Sånger från andra våningen (2000) de Roy Andersson



por Joaquim Simões

Amado seja aquele que se senta. Amado seja aquele que prende o dedo numa porta. Amado seja aquele que calça um sapato furado à chuva. 

Estas são algumas das citações do poeta peruviano César Vallejo espalhadas ao longo de Canções do Segundo Andar, um filme que pinta o quadro surreal de uma sociedade prestes a colapsar sobre o peso dos seus próprios valores na viragem do milénio. Outrora um grande realizador sueco serviu-se da peste negra como catalisador de uma busca angustiante por significado e fé numa das obras-primas do cinema escandinavo; quase meio século depois as mesmas questões existenciais persistem, surgindo como consequência do absurdo da vida moderna levado ao extremo: uma fila de trânsito infinita que não se mexe, uma procissão de corretores da bolsa que se autoflagelam porque já não há emprego, uma reunião executiva onde é passada uma bola de cristal. 
 
A dada altura do filme um homem está literalmente preso a uma porta que se fechou sobre a sua mão. Uma multidão junta-se à sua volta enquanto o homem solta gemidos patéticos; ninguém tem pressa para ajudar e alguns dos espectadores mostram-se até indignados pelo espetáculo. Noutra cena, um mágico começa a serrar um homem a meio, apercebendo-se pelos fracos gemidos do sujeito que de facto está mesmo a serrá-lo (mesmo assim ainda abana a serra para confirmar). É de cenas assim, lentas e silenciosas, apresentadas em quadros estáticos e profundos, onde tudo é pálido e os humanos têm uma tez cadavérica, que se desenvolve esta comédia singularmente macabra de Roy Andersson. 
 
O cineasta, que iniciou o seu percurso no final da década de sessenta, obteve o seu primeiro grande sucesso – e único durante três décadas – com o filme de 1970, História de Amor (conhecido internacionalmente como História de Amor Sueca), um filme de um realismo que em nada se assemelha ao estilo pelo qual o realizador veio a ser aclamado no século seguinte. Depois do falhanço comercial e crítico do seu segundo filme, em 1975, Roy Andersson dedicou-se à carreira comercial, trabalhando como realizador de anúncios publicitários; foi durante este período que desenvolveu uma estética particular de anúncios imediatamente reconhecíveis: um tipo de sketch que decorre num único plano meticulosamente concebido, sem cortes, normalmente com ações a decorrer em vários planos, e um sentido de humor inconfundível - anúncios que valem a pena ser vistos, tendo sido descritos pelo próprio Ingmar Bergman (o grande realizador sueco) como os melhores do mundo. 
 
É precisamente nesta veia que surge o primeiro filme de Andersson após 25 anos – um filme para o qual, propositadamente ou não, o realizador esteve a praticar durante esse longo intervalo. Mas se até então Andersson aliou o seu talento ao sistema capitalista que de certo modo o alimentava, concebendo anúncios para seguradoras, empresas telefónicas, marcas de cerveja, etc., em Canções do Segundo Andar é precisamente para criticar e expor o absurdo da sociedade como consequência de tal sistema que Andersson utiliza as mesmas técnicas que aprimorou ao seu serviço. 

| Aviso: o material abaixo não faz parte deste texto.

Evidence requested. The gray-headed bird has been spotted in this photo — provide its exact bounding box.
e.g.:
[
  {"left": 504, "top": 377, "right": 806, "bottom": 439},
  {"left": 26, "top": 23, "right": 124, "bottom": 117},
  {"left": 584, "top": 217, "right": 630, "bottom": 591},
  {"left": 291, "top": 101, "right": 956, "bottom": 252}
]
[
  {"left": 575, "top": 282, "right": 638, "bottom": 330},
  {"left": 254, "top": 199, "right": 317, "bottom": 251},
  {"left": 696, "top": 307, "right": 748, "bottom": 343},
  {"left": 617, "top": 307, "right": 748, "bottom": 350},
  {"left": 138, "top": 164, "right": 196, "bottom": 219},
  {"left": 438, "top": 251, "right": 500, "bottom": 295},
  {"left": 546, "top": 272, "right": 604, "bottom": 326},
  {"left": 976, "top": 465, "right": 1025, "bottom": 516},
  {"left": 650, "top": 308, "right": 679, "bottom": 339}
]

Canções do Segundo Andar é o primeiro de uma trilogia de filmes temática e esteticamente relacionados, onde a procura de significado na vida urbana tem um papel central, sendo apresentada através de cenas isoladas e com um distanciamento que nos faz olhar para a nossa própria espécie como animais na vitrina de um museu.